Legal Terms


Case: A lawsuit or action in a court. 

Certify: To testify in writing; to make known or establish as a fact. 

Charge: Formal accusation of a crime. 

Complaint: A legal document that tells the court what you want, and is served with a summons on the defendant to begin the case. 

Contempt of Court: A finding that someone disobeyed a court order. Can also  mean disrupting court, for example, by being loud or disrespectful in court. 

Continuance: The adjournment or postponement of a court case to another day. 

Continuance Date: Date on which the case will next be heard in court. 

Contract: A legally enforceable agreement between two or more persons or parties. 

Costs: Expenses in prosecuting or defending a case in court. Usually does not include attorney’s fees. 

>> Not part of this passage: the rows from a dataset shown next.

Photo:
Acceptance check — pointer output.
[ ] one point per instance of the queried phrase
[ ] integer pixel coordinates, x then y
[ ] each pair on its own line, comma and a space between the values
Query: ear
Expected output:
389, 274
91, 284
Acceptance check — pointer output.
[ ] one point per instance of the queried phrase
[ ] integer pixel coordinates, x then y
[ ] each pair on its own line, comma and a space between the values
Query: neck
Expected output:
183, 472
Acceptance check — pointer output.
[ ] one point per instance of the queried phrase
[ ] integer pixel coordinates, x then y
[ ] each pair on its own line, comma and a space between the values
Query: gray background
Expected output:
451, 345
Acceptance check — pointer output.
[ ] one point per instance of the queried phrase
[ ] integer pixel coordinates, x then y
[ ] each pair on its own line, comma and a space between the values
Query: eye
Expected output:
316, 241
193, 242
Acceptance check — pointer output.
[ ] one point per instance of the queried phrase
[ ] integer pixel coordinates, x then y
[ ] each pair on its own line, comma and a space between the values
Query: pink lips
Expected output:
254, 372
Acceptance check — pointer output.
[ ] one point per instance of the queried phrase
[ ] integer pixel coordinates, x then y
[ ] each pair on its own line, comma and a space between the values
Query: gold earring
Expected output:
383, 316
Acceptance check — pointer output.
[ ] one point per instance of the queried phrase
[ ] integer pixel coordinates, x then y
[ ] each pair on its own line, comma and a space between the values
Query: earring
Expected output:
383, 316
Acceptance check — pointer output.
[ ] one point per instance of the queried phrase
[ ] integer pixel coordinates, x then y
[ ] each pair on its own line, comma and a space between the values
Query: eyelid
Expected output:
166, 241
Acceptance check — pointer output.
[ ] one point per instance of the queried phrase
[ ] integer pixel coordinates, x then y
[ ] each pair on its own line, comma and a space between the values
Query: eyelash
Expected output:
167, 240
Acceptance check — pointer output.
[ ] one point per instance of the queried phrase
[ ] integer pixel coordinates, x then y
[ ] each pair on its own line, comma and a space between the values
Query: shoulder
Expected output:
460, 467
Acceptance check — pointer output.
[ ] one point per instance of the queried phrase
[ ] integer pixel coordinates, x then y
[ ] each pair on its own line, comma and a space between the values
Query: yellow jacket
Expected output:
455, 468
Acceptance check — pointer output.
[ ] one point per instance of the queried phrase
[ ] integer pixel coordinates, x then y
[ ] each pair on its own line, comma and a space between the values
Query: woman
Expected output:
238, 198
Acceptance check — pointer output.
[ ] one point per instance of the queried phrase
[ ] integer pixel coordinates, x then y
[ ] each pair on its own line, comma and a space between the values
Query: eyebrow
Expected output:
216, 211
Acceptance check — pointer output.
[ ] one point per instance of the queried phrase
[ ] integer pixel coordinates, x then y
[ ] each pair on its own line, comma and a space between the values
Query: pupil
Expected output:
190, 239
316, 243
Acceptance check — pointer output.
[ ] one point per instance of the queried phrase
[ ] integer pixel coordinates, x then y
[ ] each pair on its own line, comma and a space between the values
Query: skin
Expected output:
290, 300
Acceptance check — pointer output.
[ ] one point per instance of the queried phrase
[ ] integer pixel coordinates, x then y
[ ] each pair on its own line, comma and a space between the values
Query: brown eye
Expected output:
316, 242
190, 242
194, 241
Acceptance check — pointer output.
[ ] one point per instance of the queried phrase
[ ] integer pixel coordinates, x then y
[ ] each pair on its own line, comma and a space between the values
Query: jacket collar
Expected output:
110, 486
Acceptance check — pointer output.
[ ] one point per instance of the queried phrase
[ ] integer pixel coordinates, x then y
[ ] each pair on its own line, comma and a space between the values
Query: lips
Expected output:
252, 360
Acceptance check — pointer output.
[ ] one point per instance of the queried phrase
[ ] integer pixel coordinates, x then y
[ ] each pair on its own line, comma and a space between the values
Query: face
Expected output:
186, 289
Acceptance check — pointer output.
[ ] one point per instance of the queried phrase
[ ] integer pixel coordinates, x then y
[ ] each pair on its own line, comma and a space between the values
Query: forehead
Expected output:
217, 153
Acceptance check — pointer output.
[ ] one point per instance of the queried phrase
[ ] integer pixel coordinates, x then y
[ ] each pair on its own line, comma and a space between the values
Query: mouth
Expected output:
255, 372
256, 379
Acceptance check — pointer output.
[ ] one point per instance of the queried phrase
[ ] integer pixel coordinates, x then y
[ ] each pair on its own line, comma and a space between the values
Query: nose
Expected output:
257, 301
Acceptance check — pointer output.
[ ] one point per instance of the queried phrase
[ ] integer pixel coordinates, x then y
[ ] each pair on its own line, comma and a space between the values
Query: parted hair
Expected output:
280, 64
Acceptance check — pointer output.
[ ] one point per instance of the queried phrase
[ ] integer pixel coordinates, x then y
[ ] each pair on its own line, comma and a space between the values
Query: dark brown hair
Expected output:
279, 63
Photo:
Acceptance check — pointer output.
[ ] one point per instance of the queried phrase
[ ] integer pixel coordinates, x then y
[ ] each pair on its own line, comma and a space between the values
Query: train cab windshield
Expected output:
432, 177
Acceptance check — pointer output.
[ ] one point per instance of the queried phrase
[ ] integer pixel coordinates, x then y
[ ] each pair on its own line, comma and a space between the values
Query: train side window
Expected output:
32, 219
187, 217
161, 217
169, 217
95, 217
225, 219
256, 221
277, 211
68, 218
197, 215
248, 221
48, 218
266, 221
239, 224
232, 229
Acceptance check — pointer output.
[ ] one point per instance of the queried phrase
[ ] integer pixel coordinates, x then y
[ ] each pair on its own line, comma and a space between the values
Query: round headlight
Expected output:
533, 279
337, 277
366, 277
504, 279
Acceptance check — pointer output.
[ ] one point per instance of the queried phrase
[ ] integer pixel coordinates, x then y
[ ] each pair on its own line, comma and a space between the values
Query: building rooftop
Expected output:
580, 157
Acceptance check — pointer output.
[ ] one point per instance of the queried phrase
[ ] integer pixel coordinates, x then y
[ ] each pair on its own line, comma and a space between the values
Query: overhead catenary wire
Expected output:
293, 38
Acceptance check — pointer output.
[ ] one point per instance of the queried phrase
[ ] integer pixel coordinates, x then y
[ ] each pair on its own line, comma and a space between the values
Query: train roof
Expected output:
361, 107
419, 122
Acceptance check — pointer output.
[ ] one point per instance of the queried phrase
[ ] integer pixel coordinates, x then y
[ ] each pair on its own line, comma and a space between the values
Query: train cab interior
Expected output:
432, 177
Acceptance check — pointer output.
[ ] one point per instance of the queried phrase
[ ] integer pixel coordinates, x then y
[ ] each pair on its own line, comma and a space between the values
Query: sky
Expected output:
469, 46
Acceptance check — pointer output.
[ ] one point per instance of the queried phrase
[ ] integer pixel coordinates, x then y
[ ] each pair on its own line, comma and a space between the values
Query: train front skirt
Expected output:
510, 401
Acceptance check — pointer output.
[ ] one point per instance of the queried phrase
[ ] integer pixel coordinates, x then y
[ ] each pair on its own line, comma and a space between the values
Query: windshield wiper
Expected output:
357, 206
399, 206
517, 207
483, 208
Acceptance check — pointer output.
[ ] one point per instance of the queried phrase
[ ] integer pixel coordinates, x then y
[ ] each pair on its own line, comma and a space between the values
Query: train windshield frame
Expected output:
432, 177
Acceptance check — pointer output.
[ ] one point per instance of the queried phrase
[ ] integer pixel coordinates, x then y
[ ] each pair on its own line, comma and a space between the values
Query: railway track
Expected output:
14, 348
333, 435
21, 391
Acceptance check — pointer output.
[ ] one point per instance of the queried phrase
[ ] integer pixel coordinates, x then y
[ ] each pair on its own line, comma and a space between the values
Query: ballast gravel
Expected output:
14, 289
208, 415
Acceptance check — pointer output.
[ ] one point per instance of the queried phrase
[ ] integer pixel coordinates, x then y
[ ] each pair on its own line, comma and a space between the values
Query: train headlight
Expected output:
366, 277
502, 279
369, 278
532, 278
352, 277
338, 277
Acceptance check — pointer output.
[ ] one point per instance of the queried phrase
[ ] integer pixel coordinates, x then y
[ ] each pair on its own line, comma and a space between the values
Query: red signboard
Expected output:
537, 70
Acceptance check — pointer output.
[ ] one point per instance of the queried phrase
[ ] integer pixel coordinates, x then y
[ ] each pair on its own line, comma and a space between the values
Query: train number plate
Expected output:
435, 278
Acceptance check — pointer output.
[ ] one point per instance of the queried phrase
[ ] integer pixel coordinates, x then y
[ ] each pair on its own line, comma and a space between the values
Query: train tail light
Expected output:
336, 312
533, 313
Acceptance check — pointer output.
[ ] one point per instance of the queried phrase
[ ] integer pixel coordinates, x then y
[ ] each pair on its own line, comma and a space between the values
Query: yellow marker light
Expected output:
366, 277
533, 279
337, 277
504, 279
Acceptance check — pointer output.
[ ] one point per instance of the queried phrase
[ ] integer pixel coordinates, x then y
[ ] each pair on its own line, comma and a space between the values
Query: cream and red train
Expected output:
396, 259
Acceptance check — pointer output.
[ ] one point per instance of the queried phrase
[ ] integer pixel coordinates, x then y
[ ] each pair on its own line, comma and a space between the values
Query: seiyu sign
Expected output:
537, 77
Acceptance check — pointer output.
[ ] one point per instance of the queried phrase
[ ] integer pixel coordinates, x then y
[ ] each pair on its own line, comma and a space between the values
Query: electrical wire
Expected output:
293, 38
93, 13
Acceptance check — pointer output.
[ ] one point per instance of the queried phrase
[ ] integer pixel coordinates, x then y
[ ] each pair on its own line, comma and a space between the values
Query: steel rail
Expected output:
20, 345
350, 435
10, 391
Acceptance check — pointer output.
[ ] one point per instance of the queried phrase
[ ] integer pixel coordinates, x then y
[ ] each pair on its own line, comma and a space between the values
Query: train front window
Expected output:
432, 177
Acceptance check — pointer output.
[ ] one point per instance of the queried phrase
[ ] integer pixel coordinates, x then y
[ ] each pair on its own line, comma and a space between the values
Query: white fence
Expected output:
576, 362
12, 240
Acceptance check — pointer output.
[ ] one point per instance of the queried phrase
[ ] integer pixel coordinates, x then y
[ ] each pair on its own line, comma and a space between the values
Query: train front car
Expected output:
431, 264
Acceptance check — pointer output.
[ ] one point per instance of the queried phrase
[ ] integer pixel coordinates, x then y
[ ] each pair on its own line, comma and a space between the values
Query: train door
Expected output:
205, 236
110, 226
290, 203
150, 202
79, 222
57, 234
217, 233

Count: The different parts of a complaint, which could each be a basis or grounds for the lawsuit. 

Counter Claim: A claim by the defendant in a civil action that the defendant is entitled to damages or other relief from the plaintiff. 

Court-Appointed Attorney: An attorney who is asked by the court (judge) to either represent a party to the case, or to serve in some other capacity that the case requires. 

Court Clerk: The person who maintains the official court record of your case. The court clerks’ office receives all court papers and assigns hearing dates. 

Court Interpreter: The person who translates court hearings from English to another language. Provided at state expense in all criminal cases and in cases enforcing child support orders, if requested. No interpreter is available for divorce or any other civil case. 

Court Monitor: The person who prepares a written record of the court hearing for a fee, if requested, from audiotapes made during the hearing. 

Court Reporter: The person who records everything said during the court hearing on a stenograph machine and prepares a written record for a fee, if requested. 

Court Services Officer: A person who assists the judge and oversees cases as they go through the court.